There have been some definite challenges to practicing in Alaska. The most obvious of which is the remoteness and barriers to access. Up until this past year we were the only group of fellowship trained/board certified allergists in the state. Alaska is the largest state in the United States in terms of land area at 663,268 square miles, over twice as large as Texas. It is the westernmost, easternmost and northernmost state in the US. True we only have a population slightly over 730,000, but they are spread across a huge geographical area with most of this land not on the road system. Our practice works around the state with satellite clinics in Wasilla, Valdez, Soldotna, Juneau, Sitka and Kodiak. How many doctors get to fly to their satellite clinic? It is not unusual for one of my patients to travel by dog sled or snowmobile from their village to the next town to then take a small plane to a larger hub and then fly to Anchorage to see me. I am amazed at what lengths patients will travel to spend a few hours with a subspecialist. Our clinic has no late policy. How can you blame someone for being late after flying a couple of hours to see you, or for a driver who brakes for a moose on the only road into town, only to have the moose decide to stop for a rest?
As elsewhere, the seasons play a huge role in the diseases we treat. Cold and flu season lasts most of the year with peaks often into May and June. Cold-induced wheezing occurs year round and imagine living here if you suffer from cold-induced urticaria, which causes your skin to hive whenever it gets cold. When I started out, I routinely recommended to patients who suffer from atopic dermatitis – much worse in a cold, dry climate – that they bathe daily to hydrate their skin. Of course, I didn’t think to ask whether they had running water. Many villages in the bush don’t. Many homes and even schools are heated by wood-burning stoves, so indoor air pollution can be bad. Our homes are built to withstand our cold winters, so they are sealed tightly and indoor allergies can wreak havoc in the winter. I have also encountered some unique allergens, such as whale and seal meat.

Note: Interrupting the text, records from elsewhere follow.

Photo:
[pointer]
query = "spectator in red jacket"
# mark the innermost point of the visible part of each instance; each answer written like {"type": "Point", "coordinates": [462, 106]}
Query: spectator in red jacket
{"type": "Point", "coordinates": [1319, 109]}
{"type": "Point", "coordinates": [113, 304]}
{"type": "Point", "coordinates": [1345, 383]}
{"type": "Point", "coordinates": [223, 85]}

But Alaskans are tough with a strong, independent nature that makes living here special and unique. Everyone has a story and loves to share it, whether they grew up here or came for a visit and never left. And yes, we have pollen. Our pollen season is short – typically only May to August – but with those long nights of sunshine, intense. We have some of the highest birch-pollen levels in the world. And of course everyone has cats and eats peanut butter.